Configuration	All↑	Description
LLaVA-1.5-7B baseline	46.5	No enhancement
+ Text prompt only	56.2	Prompts are effective but insufficient
+ Visual enhancement only	65.8	Visual enhancement contributes more
+ Visual + Text	72.8	Dual approach yields best results

Key Findings¶

LLaVA-1.5-7B achieves a significant gain of 26.3 points (46.5→72.8).
Generalization across models: Effective for LLaVA, Qwen2.5-VL, and InternVL3.
Visual enhancement gain > Text prompt gain, but the two are complementary.
Requires only a single 4090 and minimal training data (10k QA pairs from CODA-LM).
The "Barrier" category shows the most significant improvement (39.3→68.3), representing typical rare objects.

Highlights & Insights¶

Dual Utility of Multi-modal Class Embeddings: The same embeddings serve as visual refinement anchors (keys/values for cross-attention) and as object detectors (similarity matching), killing two birds with one stone.
Efficient Frozen VLM Solution: Dramatically improves performance without changing VLM parameters, requiring only a lightweight adapter. This is highly valuable for deploying existing large models.
Attention Visualization Analysis: Provides clear motivation by demonstrating the lack of focus on rare objects in intermediate VLM layers.

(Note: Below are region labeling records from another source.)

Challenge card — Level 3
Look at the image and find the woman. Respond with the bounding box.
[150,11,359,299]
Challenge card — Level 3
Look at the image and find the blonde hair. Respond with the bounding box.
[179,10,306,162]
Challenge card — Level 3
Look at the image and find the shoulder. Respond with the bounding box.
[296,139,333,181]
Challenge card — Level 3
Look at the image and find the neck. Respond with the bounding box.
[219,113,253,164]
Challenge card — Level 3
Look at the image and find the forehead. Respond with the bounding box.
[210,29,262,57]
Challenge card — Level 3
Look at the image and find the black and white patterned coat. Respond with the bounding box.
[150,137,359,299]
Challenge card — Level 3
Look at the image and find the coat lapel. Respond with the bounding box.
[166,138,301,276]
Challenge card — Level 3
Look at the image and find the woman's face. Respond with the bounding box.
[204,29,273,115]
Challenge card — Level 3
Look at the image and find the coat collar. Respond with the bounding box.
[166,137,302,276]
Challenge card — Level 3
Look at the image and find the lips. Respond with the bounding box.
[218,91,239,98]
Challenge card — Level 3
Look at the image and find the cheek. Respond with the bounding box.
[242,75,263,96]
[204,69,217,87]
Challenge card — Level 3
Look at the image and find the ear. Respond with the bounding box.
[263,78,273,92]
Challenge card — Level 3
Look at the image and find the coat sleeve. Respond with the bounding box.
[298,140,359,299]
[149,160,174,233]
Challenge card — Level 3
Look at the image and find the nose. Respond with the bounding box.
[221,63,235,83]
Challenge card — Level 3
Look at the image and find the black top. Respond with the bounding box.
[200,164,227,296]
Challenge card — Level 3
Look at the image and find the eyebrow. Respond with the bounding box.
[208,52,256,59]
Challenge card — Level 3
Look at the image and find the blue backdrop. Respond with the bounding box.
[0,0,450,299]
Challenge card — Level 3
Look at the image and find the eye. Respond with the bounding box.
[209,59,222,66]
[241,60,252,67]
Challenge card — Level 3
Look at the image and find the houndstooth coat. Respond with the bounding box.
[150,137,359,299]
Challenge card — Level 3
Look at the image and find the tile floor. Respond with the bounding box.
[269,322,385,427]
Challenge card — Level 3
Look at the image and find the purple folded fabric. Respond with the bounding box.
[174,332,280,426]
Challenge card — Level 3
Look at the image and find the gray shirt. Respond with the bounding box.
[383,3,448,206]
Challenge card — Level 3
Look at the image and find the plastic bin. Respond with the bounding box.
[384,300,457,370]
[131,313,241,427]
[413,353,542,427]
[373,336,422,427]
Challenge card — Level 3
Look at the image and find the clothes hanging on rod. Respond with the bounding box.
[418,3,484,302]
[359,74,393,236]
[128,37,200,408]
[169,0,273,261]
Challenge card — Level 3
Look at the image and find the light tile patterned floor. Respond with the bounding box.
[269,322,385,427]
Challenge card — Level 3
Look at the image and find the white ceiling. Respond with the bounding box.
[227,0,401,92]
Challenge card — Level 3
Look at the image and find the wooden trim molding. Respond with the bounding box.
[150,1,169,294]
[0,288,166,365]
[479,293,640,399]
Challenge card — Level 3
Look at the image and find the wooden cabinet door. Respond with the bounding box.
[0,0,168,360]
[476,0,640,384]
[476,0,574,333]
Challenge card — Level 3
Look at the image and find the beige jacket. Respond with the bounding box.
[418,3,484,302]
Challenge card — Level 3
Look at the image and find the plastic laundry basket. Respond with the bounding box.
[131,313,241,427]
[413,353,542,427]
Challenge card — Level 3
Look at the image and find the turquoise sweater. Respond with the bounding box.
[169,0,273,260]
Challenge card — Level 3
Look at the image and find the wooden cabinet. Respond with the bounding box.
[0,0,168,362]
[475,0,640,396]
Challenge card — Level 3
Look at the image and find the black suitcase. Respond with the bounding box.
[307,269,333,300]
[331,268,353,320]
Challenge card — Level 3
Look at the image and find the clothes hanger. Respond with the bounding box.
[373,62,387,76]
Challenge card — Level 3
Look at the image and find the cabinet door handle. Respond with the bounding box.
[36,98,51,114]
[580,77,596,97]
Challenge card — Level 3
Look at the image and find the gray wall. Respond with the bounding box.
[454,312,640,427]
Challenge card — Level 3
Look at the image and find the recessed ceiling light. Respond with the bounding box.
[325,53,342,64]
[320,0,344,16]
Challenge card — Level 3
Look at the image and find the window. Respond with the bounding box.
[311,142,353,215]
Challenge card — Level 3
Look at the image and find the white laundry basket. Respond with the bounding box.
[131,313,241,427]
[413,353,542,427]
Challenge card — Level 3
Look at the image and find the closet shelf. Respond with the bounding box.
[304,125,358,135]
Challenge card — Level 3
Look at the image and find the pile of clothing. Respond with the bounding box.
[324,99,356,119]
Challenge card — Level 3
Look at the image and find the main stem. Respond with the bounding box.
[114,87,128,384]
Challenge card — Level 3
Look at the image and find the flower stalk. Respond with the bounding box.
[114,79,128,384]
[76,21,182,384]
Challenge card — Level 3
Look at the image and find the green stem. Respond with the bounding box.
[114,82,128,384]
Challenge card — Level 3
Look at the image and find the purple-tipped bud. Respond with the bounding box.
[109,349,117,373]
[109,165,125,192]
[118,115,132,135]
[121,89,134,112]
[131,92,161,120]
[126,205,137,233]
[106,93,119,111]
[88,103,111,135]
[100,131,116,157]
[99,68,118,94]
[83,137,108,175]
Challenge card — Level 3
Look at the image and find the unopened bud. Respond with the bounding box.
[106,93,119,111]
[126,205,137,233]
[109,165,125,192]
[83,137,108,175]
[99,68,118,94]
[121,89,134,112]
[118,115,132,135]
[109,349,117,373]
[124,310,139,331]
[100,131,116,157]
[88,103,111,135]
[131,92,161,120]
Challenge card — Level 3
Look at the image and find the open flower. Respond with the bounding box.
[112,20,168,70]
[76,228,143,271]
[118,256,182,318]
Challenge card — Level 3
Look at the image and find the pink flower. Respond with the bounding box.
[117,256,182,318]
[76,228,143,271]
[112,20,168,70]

Limitations & Future Work¶

Requires a predefined set of rare categories and cannot handle novel categories never seen during training.
The number of class embeddings is limited by the number of rare categories \(C\); ultra-large-scale scenarios require adjustments.
Top-k detection might introduce false positives, potentially misleading reasoning with incorrect prompts.
Performance on GeoBench-VLM (satellite imagery) is weaker than on CODA-LM, indicating challenges in extremely scarce data domains.

vs. Supervision of Internal VLM Features (e.g., LLaVA-Grounding): These align all visual tokens using a VFM but are not specific to rare objects; Ours achieves object-level refinement using class embeddings, which is more precise.
vs. Retrieval-Augmented Learning (RAL): RAL retrieves from large external datasets and fine-tunes the VLM, which is computationally expensive and risks forgetting; Ours does not require mass data or VLM fine-tuning.

Rating¶

Novelty: ⭐⭐⭐⭐ Clever dual-purpose design of multi-modal class embeddings.
Experimental Thoroughness: ⭐⭐⭐⭐ Validated across multiple models with attention visualization.
Writing Quality: ⭐⭐⭐⭐ Clear motivation and intuitive diagrams.
Value: ⭐⭐⭐⭐ A practical solution for rare object understanding.